[MD] Social Imposition ?

David M davidint at blueyonder.co.uk
Wed Dec 20 10:44:20 PST 2006


Hi Case

What I would say is that there is certainly some pretty
rigid SQ around where the patterns can be relied on to repeat.
Science focussed on these rigid patterns to get itself going as
a formof knowledge and control and called these patterns
mechanistic and by now this picture is being qualified and
expanded into patterns with more complex behaviour.

But a problem remains when the majority of philosophers
and the man in the street will describe themselves as materialists.

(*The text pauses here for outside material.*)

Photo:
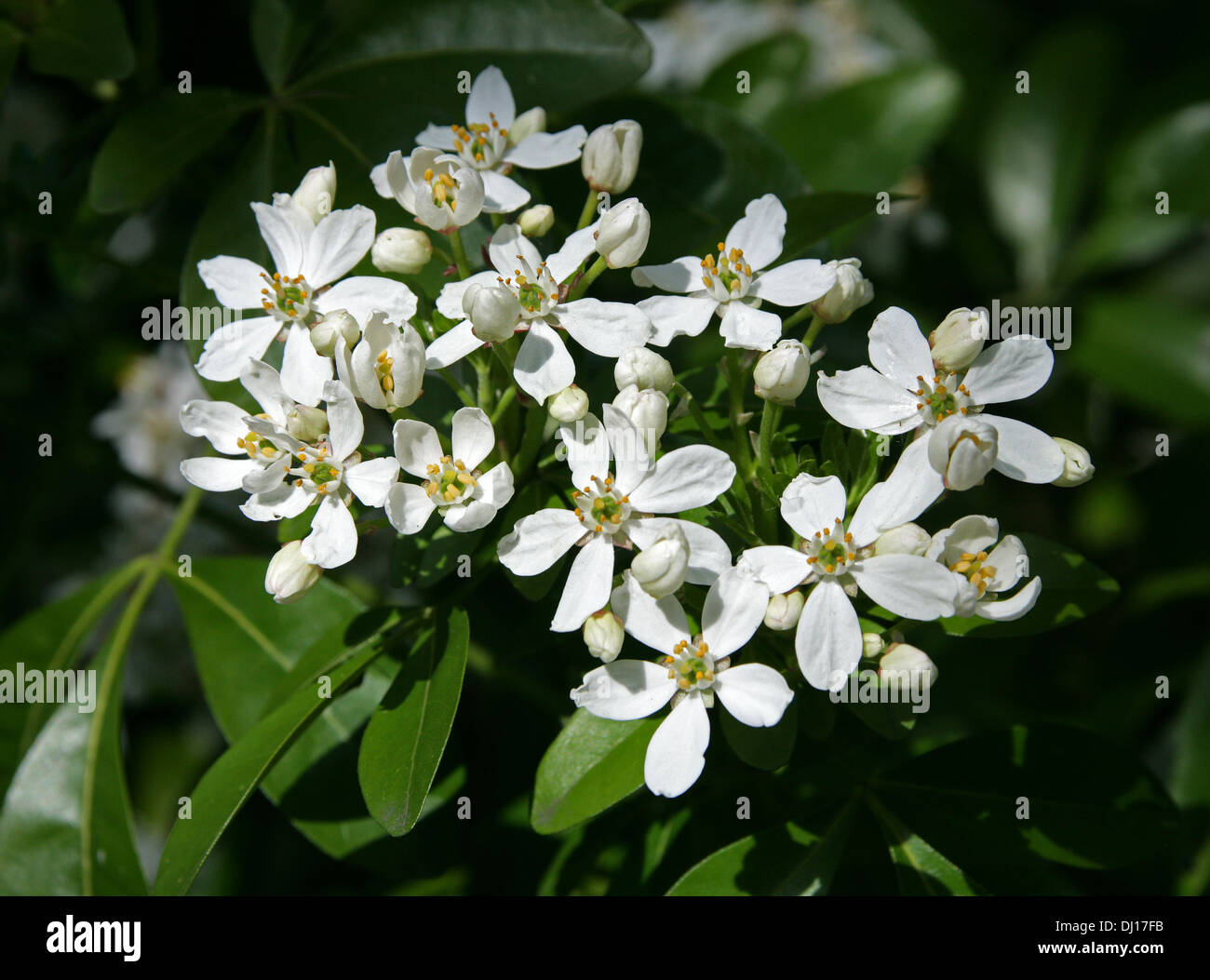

I would also say that even a science of propensities fails to set out before
us the surprising reality of all SQ patterns, and this is their emergence 
and
contingency. The sort of contingency scientists discuss when they say
that they cannot explain the vriables of our universe such as the electron
and proton masses.

I also think that the only clue we might get to the problem of 
contingent-creation
is what we find in our own human experience. I think Pirsig calls it DQ.
I think we can call it choice or agency (but these terms carry too much
baggage) and this is pretty simply the transition that occurs between the
many possibilities that constitute the lived aspect of experience, the what
is too be done problem that we all face, and the turning away from all
but one of the possibilities before us to create what is our actual lives.
This is the process of living in the context of our experience, the primary
process of act-ualising, which pushes away the many-possible to create
the actual, collapses the wave-function perhaps, making finite being,
all else is the context of the past that we find ourselves thrown into
(as Heidegger puts it) as it impinges on us and places us into a certain
individual set of possibilities.

Ta
David M

----- Original Message ----- 
From: "Case" <Case at iSpots.com>
To: <moq_discuss at moqtalk.org>
Sent: Tuesday, December 19, 2006 11:16 PM
Subject: Re: [MD] Social Imposition ?


> [David M]
> I see, I think this goes back to Pirsig's
> discussion of causality. Sheldrake turns
> this table too, and says mechanistic causality
> is more anthropomorphic than seeing all
> Others and object-Others as agentive and
> purposive. And this goes back to quality-experience
> as primary. We have no way to make any such
> anthropomorphic vs non-anthropomorphic distinction.
>
> [Case]
> I will tactfully decline to comment on Sheldrake but if what you mean by
> Pirsig's discussion of causality the section where he says:
>
> "The only difference between causation and value is that the word 'cause'
> implies absolute certainty whereas the implied meaning of 'value' is one 
> of
> preference."
>
> I agree with the thrust of what he is saying but again take issue with his
> choice of terms and the spin it gets when put in the wrong hands. I have
> previously argued that this should make people look at little more closely
> at what we mean by "value". This implies to me that just as we have to 
> look
> harder at the meaning of "cause" in the classical sense we need to look
> harder at what we mean by value in an ethical sense. If the terms are to 
> be
> used interchangeable we should be importing some of the meaning of 
> classical
> causality into ethics. But for most this seems to be a one way street and 
> we
> get all this stuff about apples falling to the ground because they like to
> be there. And single cell organisms having preferences.
>
> The fact is, even the "hard" sciences are coming to increasingly
> probabilistic views of causality. I have mentioned in the past Jung's view
> of synchronicity as meaningful coincidence. I have suggested that 
> causality
> is synchronicity with a high probability. That should match with your
> anthormorphic/nonanthropomorphic distinction. Classical causality is 100
> percent synchronous.
>
> I have noticed something like this in the past listening to experts in
> religious history debate, say the meaning of the Dead Sea Scrolls. They 
> talk
> about the relative probability of their models being correct given the set
> of data they have to work with. More recently in a series of lectures on
> primate evolution Dr. Barbara King refers repeatedly to probable
> explanations given the evidence at hand. I think many of the complaints
> against materialism are based around the rather outdated notion anyone 
> still
> thinks in Newtonian terms in this regard.
>
> But back to Pirsig, like so much of what he says in Lila, he is almost
> there. He just barely misses. When he says: "...the implied meaning of
> 'value' is one of preference." He is really talking about probability and
> likelihood. But we both know that's not going to fly in certain quarters
> where it is all about what we like. And the MoQ contains no Math.